禁煙成功率約70%、という驚異の数字を持っている薬、それがチャンピックスです。見たところ何の変哲もない錠剤ですが、最初は1錠ずつ、途中から毎日2錠、飲んでいくことで禁煙を進めていくことができ、飲みきったころには(大体3ヶ月間)もはやタバコを吸いたいという気持ちがなくなってしまう、自然にタバコとサヨナラできる、そんな薬になっています。
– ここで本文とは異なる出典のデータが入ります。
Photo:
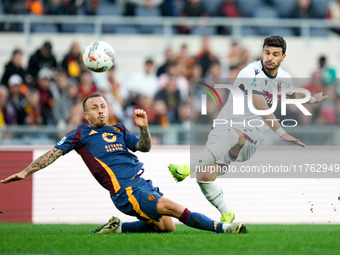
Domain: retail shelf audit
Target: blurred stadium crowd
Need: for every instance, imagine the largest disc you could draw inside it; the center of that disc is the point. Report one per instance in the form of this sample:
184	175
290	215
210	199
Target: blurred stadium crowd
49	92
295	9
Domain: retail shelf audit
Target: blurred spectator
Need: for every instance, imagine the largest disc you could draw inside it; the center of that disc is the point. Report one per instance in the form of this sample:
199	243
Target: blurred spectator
76	115
58	88
314	87
14	7
91	6
32	109
205	56
172	98
192	8
185	120
237	59
185	61
63	106
143	82
227	8
196	72
326	73
61	7
327	113
114	96
173	70
14	66
86	86
43	57
72	62
35	7
7	110
161	114
235	55
214	72
16	98
46	99
333	13
168	8
128	7
168	57
304	9
147	104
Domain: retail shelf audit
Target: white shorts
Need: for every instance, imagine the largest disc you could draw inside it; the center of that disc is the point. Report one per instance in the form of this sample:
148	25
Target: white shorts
255	139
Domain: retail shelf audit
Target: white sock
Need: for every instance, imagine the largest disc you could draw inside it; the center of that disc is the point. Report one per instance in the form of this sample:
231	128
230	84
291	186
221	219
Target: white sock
119	229
214	152
214	194
225	227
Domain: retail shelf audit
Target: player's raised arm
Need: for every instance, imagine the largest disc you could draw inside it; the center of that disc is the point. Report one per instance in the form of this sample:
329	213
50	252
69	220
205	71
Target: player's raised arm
38	164
141	120
270	119
317	98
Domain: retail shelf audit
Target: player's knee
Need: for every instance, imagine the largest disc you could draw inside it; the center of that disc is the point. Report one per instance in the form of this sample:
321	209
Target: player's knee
170	227
204	179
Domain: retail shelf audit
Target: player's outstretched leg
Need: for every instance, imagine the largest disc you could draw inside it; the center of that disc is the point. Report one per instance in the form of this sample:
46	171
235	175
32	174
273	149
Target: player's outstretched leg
214	194
196	220
116	226
113	226
179	172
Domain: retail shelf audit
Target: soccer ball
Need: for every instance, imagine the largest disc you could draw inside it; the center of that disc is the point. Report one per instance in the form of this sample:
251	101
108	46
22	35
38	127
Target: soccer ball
99	56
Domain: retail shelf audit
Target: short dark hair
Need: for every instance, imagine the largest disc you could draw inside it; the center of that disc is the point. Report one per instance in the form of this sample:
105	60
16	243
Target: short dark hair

チャンピックスは、ニコチンと同じ作用をする物質、バレニクリンが主成分として使われています。チャンピックスを毎日飲んでいるとタバコを吸っているときと同じことが体内で起き、タバコをやめることによるイライラを大幅カットすることができます。

「タバコを吸っているときと同じことが体内で起き、」というところで疑問に思った人もいるでしょう。
じゃあ結局はタバコを吸っているのと変わらない、意味がないじゃないか、と。
しかしより詳しく説明すれば、その疑問は氷解するでしょう。というのもチャンピックスに含まれるバレニクリンはニコチンと同じ働きを持ちますがその作用はニコチンに比べて弱く、しかもタバコの有害物質として無視できないタールはまったく含んでいません。
つまり具体的には、「ニコチンを摂取しているときと同じことが体内で起きる」ということなのです。

ニコチンを摂取すると、脳内でドパミンと呼ばれる物質が発生します。脳内麻薬のひとつであるドパミンは幸福感やリラックス感を生む成分で、幸せなことがあると分泌されるのですが、タバコを吸う人の場合、ニコチンを摂取しなければドパミンが分泌されなくなってしまいます。そのことでニコチン依存に陥ってしまうのですが、チャンピックスのバレニクリンがあればその役割をかわりに果たしてくれるのでニコチン依存がとけるのです。
また、バレニクリンはニコチンと同じ働きをしますが作用が非常に弱いので、「バレニクリン依存」になることはありません。チャンピックスをすべて飲みきったとき、すべてがスッキリとした、喫煙習慣を始める前の状態に戻るのです。